Asia’s prices remain at a discount to Europe’s, so cargoes from the US and Qatar continue to follow the money to our shores – easing the supply picture.
The actual send-out of LNG has been slowed by recent storms causing delays to unloading/degasification.
Despite the well-publicised end to the Russia/Ukraine transit deal, the European Commission has confirmed talks are ongoing with Ukraine – President Volodymyr Zelenskyis is apparently now considering a deal with Azerbaijan with a view to transiting through Ukraine to Slovakia.
On the weather side of things, the continent continues to enjoy temperatures above seasonal norms limiting heating demand – though we may see a colder spell for a few days heading into the weekend.
European storage fullness is now down to 56% versus the 5-year average of 58%, though withdrawals have slowed with the return of improved temperatures and renewables outputs.

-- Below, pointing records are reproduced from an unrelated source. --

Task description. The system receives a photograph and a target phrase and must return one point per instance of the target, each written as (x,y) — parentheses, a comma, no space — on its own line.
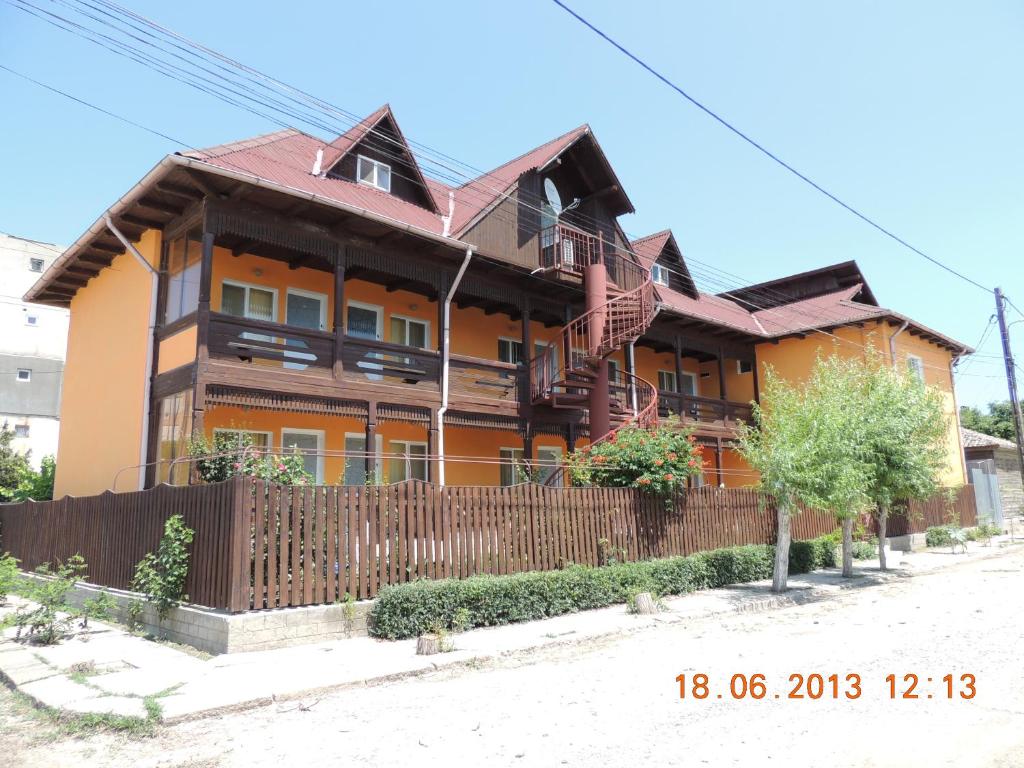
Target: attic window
(659,274)
(374,173)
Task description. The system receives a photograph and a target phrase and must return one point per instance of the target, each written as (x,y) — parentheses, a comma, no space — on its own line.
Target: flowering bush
(659,460)
(232,454)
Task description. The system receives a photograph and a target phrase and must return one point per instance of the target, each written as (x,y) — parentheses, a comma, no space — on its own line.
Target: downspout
(892,342)
(154,288)
(445,353)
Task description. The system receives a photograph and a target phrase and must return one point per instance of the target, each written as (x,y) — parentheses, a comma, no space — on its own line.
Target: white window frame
(517,456)
(309,295)
(248,287)
(320,434)
(916,368)
(408,318)
(230,430)
(373,307)
(522,356)
(659,274)
(409,459)
(359,160)
(379,446)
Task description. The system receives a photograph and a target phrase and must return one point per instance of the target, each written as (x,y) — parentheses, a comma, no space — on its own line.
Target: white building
(33,344)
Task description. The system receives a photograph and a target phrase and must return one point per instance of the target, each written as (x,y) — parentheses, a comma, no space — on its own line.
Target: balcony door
(303,309)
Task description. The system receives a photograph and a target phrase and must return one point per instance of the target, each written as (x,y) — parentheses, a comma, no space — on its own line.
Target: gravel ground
(616,702)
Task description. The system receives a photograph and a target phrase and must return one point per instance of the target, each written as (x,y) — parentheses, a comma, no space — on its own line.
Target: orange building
(331,298)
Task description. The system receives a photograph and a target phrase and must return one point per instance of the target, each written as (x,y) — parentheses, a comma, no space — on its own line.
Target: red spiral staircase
(565,374)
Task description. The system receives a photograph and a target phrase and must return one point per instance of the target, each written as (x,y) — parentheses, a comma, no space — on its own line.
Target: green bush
(939,536)
(410,609)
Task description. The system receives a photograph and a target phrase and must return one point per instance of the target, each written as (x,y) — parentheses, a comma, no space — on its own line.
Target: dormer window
(659,274)
(374,173)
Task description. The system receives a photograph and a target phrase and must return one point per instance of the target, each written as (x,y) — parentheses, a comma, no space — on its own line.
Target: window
(309,442)
(916,367)
(689,383)
(659,274)
(511,461)
(510,350)
(183,256)
(412,333)
(548,460)
(355,460)
(242,300)
(173,436)
(374,173)
(408,461)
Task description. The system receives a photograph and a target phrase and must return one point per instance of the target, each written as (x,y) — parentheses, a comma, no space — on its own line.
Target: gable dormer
(660,254)
(374,153)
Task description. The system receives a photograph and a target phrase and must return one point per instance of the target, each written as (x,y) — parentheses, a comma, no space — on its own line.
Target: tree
(13,465)
(807,442)
(906,431)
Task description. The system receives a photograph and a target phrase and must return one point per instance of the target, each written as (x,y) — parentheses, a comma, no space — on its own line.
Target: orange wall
(794,359)
(102,401)
(177,350)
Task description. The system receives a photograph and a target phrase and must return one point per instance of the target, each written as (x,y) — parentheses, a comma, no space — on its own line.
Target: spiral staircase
(564,374)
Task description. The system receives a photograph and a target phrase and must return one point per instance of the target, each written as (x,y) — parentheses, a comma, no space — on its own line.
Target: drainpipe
(892,342)
(445,353)
(154,288)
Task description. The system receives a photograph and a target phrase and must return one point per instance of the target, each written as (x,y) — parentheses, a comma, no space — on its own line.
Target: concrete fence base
(219,632)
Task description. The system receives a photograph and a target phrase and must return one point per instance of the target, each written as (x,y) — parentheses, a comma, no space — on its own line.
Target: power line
(760,147)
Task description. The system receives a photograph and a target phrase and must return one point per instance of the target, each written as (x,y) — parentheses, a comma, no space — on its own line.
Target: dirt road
(617,702)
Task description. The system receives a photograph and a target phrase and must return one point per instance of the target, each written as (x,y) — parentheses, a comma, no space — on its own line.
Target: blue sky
(909,111)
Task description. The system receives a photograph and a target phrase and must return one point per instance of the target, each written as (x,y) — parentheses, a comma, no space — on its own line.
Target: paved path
(614,701)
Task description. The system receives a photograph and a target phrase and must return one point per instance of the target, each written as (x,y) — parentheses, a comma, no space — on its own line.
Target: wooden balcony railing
(700,409)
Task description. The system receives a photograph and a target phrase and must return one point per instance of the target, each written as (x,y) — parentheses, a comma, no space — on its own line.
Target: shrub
(657,460)
(410,609)
(939,536)
(8,577)
(161,577)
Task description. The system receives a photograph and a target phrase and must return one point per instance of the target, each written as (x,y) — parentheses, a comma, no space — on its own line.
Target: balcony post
(339,313)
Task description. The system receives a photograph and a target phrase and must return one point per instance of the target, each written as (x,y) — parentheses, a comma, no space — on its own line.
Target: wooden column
(433,465)
(339,312)
(371,458)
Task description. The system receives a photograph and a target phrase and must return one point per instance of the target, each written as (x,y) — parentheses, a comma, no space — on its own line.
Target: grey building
(993,468)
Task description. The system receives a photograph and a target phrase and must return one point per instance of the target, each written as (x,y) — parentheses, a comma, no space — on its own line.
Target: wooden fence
(114,531)
(259,545)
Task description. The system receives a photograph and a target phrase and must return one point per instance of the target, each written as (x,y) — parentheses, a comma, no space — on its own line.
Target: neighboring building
(32,349)
(301,290)
(994,470)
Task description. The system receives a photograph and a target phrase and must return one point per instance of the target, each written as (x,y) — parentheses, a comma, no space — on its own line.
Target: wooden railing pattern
(259,545)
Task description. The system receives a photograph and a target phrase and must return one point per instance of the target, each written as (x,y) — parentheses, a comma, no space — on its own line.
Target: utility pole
(1008,358)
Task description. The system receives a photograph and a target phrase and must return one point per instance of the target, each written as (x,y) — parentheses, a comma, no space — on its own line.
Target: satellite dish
(552,196)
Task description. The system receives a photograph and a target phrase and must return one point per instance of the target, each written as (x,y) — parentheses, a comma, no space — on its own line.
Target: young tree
(905,440)
(807,442)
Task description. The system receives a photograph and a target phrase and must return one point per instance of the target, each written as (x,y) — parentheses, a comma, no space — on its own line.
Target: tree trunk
(883,519)
(848,547)
(781,570)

Anomalously, Summer-25 delivery remains at a premium to Winter-25 reflecting fears over Europe’s ability to replenish inventories to the mandated target of 90% by 1st Nov ’25 (to ensure supply security in Winter-25).
Monthly Day-Ahead averages for this month so far are at 121.942p/therm (or approx. 4.161p/kwh excluding non-gas) – the average having remained consistently above 120p/therm for the whole month.
ELECTRICITY & CARBON
UKAs (UK Carbon Allowances) went to the moon this morning off the back of Keir Starmer’s suggestion in an FT article that he’s “looking to link the UK and EU emissions trading schemes” – please see chart below.
Of course, UKAs currently enjoy a significant discount versus EUAs, so not surprisingly, UKAs rocketed by as much as 13% on the mid-price to £40.91/tn, dropping back to close the session at £40.16/tn.
Ultimately, the bullish move was reactive, and no doubt linked to algorithmic traders and speculators jumping on a headline and spiking an illiquid market.
On reflection, there appears to be only limited substance to the story (citing reports that “the UK has requested that ETS linkage and CBAMs are included on the agenda for the spring summit, expected in March or April.”)
It would seem likely that prices will fall back once the headline fades, and fundamentals prevail (i.e., good supply, and free allocation not being reduced until 2027).
Today’s UK’s electricity generation mix has been neutral today with renewables contributing 31%, thermal at 34% (gas and coal) and low carbon at 20% (nuclear and imports).
Monthly Day-Ahead averages for this month so far are at £1118.116/mwh (or 11.81p/kwh excluding non-energy) – the average having fallen over the last week reflecting higher temperatures and improved wind outputs (limiting gas for power burn).